And the two friends departed to Bazarov's room, where he had already succeeded in creating a medical-surgical atmosphere which consorted well with the smell of cheap tobacco.


VIII

At his brother's interview with the steward (the latter was a tall, thin man of shifty eyes who to every remark of Nikolai's replied in an unctuous, mellifluous voice: "Very well, if so it please you") Paul Petrovitch did not long remain present. Recently the system of estate-management had been reorganised on a new footing, and was creaking as loudly as an ungreased cartwheel or furniture which has been fashioned of unseasoned wood. For the same reason, though never actually giving way to melancholy, Nikolai Petrovitch often indulged in moodiness and sighing, for the reason that it was clear that his affairs would never prosper without money, and that the bulk of the latter had disappeared. As for Arkady's statement that frequently Paul Petrovitch had come to his brother's assistance, it had been perfectly true, for on more than one occasion had Paul been moved by the sight of his brother's perplexity to walk slowly to the window, to plunge a hand into his pocket, to mutter, "Mais je puis vous donner de l'argent," and, lastly, to suit the action to the word. But on the day of which we are speaking Paul had no spare cash himself; wherefore he preferred to remove himself elsewhere, and the more so in that the minutiæ of estate-management wearied him, and that he felt certain that, though powerless to suggest a better way of doing business than the present one, he knew at least that Nikolai's was at fault.
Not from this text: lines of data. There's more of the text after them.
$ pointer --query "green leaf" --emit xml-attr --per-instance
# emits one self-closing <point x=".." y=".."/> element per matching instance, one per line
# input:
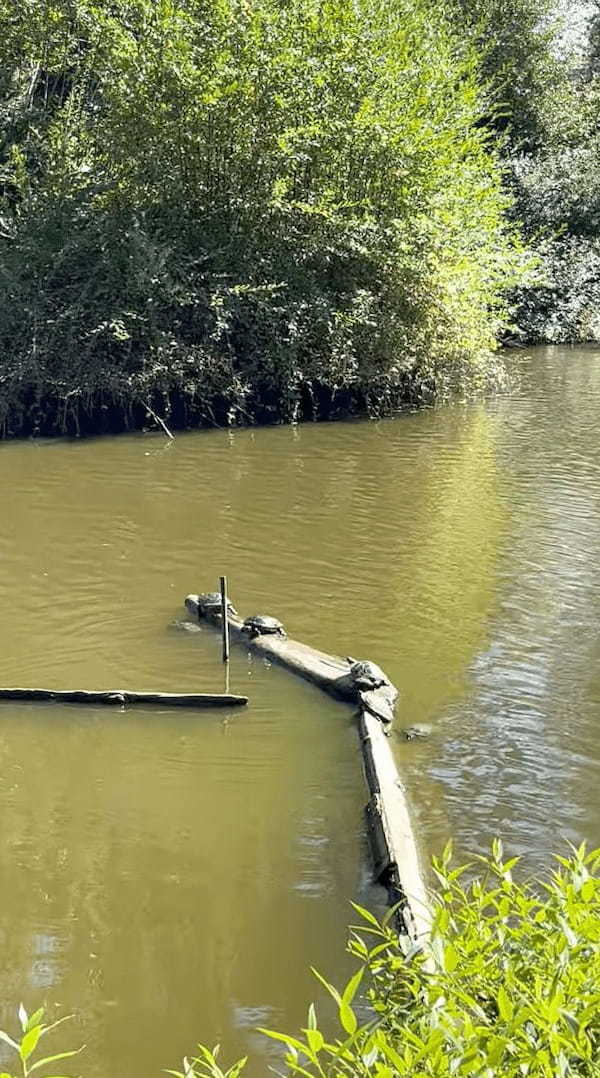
<point x="350" y="990"/>
<point x="347" y="1018"/>
<point x="504" y="1004"/>
<point x="36" y="1019"/>
<point x="23" y="1018"/>
<point x="9" y="1040"/>
<point x="53" y="1059"/>
<point x="365" y="914"/>
<point x="332" y="991"/>
<point x="29" y="1042"/>
<point x="315" y="1039"/>
<point x="450" y="958"/>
"He is not sufficiently practical," would be his reflection. "He lets these fellows cheat him right and left."

On the other hand, Nikolai had a high opinion of Paul's practicality, and always sought his advice.

"I am a weak, easy-going fellow," he would say, "and have spent the whole of my life in retirement; whereas you cannot have lived in the world for nothing—you know it well, and have the eye of an eagle."

To this Paul Petrovitch would make no reply: he would merely turn away without attempting to undeceive his brother.

After leaving Nikolai Petrovitch's study, Paul traversed the corridor which separated the front portion of the house from the rear, and, on reaching a low doorway, halted in seeming indecision, tugged at his moustache for a moment, then tapped with his knuckles upon the panels.

"Who is there?" replied Thenichka from within. "Pray enter."

"It is I," said Paul Petrovitch as he opened the door.

Springing from the chair on which she had been seated with her baby, she handed the latter to the nurse-girl (who at once bore it from the room), and hastened to rearrange her bodice.

"Pardon me for having disturbed you," said Paul Petrovitch without looking at her, "but my object in coming here is to ask you (for I understand that you are sending in to the town to-day) if you would procure me a little green tea for my own personal use."

"I will," replied Thenichka. "How much ought I to have ordered?"

"I think that half a pound will suffice. But what a change!" he went on glancing around the room with an eye which included also in its purview Thenichka's features. "It is those curtains that I am referring to," he explained on seeing that she had failed to grasp his meaning.

"Yes—those curtains. They were given me by Nikolai Petrovitch himself, and have been hung a long while."

"But it is a long time, remember, since last I paid you a visit. The room looks indeed comfortable, does it not?"

"Yes, thanks to Nikolai Petrovitch's kindness," whispered Thenichka.

"And you find things better here than in the wing?" continued Paul Petrovitch politely—also, without the least shadow of a smile.

"I do."

"And who is lodged in the wing in your place?"

"The laundry women."

"Ah!"

Paul Petrovitch relapsed into silence, while Thenichka thought to herself: "I suppose he will go presently." So far from doing so, however, he remained where he was, and she had to continue standing in front of him with her fingers nervelessly locking and unlocking themselves.

"Why have you had the little one taken away?" at length he inquired. "I love children. Pray show him to me."

Thenichka reddened with confusion and pleasure; and that though Paul Petrovitch was accustomed to make her nervous, so seldom did he address her.

"Duniasha!" she cried (Duniasha she addressed, as she did every one in the house, in the second person plural[1]). "Bring Mitia here, and be quick about it! But first put on his clothes." With that she moved towards the door.

"Never mind, never mind," said Paul Petrovitch.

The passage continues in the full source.